Торжественную атмосферу момента нарушила госпожа Рахлевская, внезапно ворвавшаяся к нам в дом и попытавшаяся сунуть своему мужу ворох счетов и квитанций.
— Я не знаю, сколько мы должны заплатить компании «Осем», — пожаловалась она моей матери. — Он уже неделю не делает ровным счетом ничего, только читает газеты и просиживает у вашего радиоприемника, а я тем временем загибаюсь в лавке одна. — Затем, уже обращаясь к мужу, она прокричала: — Скоро у тебя будут еще одни похороны, и на этот раз хоронить придется меня! Возвращайся в лавку немедленно!
— Оставь меня в покое, — отвечал господин Рахлевский. — Я должен дослушать речь Берии.
— Ты сейчас будешь слушать речь своего домашнего Берии! Будешь слушать свою жену, на которую взвалил всю работу, словно она не жена тебе, а какое-то вьючное животное!
С этими словами госпожа Рахлевская вцепилась в рукав своего мужа и потянула его к двери, но тот оторвал от себя ее руки и, подтолкнув жену к выходу, спросил у нее, не для того ли он должен явиться в лавку, чтобы она смогла подать скорбную трапезу доктору Пеледу, который наверняка будет теперь справлять семидневный траур.
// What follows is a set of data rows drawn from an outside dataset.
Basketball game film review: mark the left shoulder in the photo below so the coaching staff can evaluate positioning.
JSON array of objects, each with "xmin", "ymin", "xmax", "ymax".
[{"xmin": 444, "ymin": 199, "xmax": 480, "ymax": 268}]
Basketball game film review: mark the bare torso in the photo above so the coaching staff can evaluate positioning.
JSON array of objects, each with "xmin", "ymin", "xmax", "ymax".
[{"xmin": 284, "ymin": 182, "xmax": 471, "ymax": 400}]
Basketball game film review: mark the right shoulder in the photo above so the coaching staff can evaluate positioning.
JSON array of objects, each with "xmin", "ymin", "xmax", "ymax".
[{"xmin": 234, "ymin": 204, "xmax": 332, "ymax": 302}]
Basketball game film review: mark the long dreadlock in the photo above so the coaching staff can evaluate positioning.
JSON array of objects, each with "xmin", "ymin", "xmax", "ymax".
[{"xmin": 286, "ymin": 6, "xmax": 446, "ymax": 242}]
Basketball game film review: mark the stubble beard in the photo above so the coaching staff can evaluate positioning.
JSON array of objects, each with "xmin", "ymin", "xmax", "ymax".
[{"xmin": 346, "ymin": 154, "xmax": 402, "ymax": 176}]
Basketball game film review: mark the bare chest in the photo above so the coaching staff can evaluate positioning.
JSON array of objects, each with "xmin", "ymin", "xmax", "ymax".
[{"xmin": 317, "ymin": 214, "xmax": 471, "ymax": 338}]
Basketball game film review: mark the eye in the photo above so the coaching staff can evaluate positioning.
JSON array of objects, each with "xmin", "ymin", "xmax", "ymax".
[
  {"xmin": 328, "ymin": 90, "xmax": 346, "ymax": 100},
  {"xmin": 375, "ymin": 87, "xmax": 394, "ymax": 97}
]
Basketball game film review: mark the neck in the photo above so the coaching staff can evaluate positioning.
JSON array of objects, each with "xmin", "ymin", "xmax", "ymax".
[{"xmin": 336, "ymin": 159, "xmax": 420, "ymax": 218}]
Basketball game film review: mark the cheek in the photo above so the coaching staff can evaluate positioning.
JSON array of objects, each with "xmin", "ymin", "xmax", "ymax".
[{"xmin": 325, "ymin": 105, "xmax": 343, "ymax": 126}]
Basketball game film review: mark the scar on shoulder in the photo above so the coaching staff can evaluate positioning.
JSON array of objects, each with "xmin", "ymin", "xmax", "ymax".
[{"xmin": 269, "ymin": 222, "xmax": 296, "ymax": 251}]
— Крутые яйца ему ты уже сварила? — язвительно вопрошал господин Рахлевский. — Сухие лепешки испекла?
— Не радуйся падению врага твоего, Авраам, — с осуждающей, почти родительской интонацией отвечала мужу мать Хаима. — Убеждения доктора Пеледа всем хорошо известны, но сам он, как ты, вероятно, знаешь, является человеком любезным и деликатным. Он и мухи не обидит, и нет никакой нужды навешивать на него груз преступлений Сталина.
— О, наивная иерусалимка! — воскликнул господин Рахлевский. — Что ты вообще понимаешь? Ведь у вас тут, в Иерусалиме, после ухода турок и доносчиков толком не было, кроме Менделя Кремера[303]. А у меня до сих пор мурашки по коже, когда я вспоминаю этих любезных и деликатных людей, которые, как ты полагаешь, мухи не обидят! Один только Владимир Коган чего стоил! Незадолго до того, как мне удалось бежать из России, в Киеве он ворвался ночью к нам в дом. В Овруче я знал этого молодого человека как сына главы местной ешивы, но тут он предстал передо мной следователем ЧК, облаченным в кожаные штаны и черкеску. И какой безжалостный, какой отчужденный взгляд был у него тогда!